I ran my net with a large minibatch on the GPU with problem, and then ctrl-c out of it. However when I try to re-run my script I get:
RuntimeError: cuda runtime error (2) : out of memory at /home/soumith/local/builder/wheel/pytorch-src/torch/lib/THC/generic/THCStorage.cu:66
Nothing changed and it just worked before. Is the memory on the GPU not being released?
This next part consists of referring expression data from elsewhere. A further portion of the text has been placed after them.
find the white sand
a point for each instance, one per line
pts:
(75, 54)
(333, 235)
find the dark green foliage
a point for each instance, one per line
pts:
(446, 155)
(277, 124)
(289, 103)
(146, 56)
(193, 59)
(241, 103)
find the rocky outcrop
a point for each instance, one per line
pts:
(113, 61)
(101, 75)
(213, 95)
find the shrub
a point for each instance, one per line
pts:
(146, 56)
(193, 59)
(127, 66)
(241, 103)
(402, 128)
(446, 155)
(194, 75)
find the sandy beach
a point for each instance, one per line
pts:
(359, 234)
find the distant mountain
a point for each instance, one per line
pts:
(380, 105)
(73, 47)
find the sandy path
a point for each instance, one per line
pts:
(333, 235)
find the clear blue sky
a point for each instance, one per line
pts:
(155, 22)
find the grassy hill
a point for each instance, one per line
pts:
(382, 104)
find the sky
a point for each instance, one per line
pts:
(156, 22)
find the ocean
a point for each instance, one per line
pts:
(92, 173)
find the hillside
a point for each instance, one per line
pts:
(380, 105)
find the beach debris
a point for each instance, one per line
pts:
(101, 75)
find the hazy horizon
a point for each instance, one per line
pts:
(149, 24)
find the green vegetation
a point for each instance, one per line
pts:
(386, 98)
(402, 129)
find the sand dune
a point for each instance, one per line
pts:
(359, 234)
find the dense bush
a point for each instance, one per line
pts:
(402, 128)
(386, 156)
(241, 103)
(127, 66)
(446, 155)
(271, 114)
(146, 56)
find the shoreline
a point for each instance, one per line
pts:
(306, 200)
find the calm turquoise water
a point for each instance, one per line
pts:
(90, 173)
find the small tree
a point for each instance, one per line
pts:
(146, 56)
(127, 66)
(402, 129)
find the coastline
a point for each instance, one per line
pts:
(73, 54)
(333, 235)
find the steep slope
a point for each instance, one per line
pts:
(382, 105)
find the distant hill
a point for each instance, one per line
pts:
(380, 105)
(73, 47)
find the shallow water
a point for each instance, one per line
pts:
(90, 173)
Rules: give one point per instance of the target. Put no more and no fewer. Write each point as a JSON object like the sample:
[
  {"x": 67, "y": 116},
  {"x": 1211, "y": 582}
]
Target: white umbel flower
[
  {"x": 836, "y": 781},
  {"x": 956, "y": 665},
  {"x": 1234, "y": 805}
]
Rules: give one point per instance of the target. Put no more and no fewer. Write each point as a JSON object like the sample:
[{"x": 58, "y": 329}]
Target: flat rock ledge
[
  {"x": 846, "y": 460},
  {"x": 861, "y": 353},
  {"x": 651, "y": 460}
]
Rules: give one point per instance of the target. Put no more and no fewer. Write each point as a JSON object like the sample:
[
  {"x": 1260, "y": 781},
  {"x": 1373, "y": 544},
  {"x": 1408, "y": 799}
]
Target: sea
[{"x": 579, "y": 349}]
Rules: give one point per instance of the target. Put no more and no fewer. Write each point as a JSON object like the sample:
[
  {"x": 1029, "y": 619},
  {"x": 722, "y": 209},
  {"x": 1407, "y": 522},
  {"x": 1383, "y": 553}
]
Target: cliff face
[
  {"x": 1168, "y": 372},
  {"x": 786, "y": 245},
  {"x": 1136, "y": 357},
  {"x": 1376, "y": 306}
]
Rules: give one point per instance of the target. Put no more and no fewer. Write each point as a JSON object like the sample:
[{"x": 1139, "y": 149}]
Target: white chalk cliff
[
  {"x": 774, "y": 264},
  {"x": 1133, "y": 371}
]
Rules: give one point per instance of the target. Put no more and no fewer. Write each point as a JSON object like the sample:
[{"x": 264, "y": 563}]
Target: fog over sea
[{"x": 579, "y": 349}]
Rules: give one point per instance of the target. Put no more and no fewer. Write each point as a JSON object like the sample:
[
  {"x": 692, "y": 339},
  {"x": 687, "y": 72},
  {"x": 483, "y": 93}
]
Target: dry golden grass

Is there a way to force the GPU memory to release its memory before a run?
What puzzles me is that literally just stopped with a large minibatch size that training just fine, but then when I re-start the python script it craps out.
I am not using multiprocess data loading to my knowledge, I am using the pyTorch torch.utils.data.DataLoader basically, where I have set number of workers to 2.
DataLoader with 2 worokers will spawn 2 subprocesses, so you’re using it. There’s a problem with Python’s multiprocessing where it doesn’t always clean up the child processes properly. If you don’t have any other python jobs running and it’s your private computer you might try killall python, if not you have to look for the worker processes and kill them…
@smth@apaszke This is very strange - there are literally no other python processes, nvidia-smi shows near 0% perfect GPU-RAM usage, and yet I get the same error… it’s also non-deterministic, as I keep trying the same command, I either luck out or not…
In the traing of CNN net work, I use multi subprocesses to load data(num_workers =8) and with the increase of epoch,I notice that the (RAM, but not GPU) memory increases.
I thought may be I can kill subprocesses after a few of epochs and then reset new subprocesses to continue train the network,but I don’t know how to kill the subprocesses in the main processes.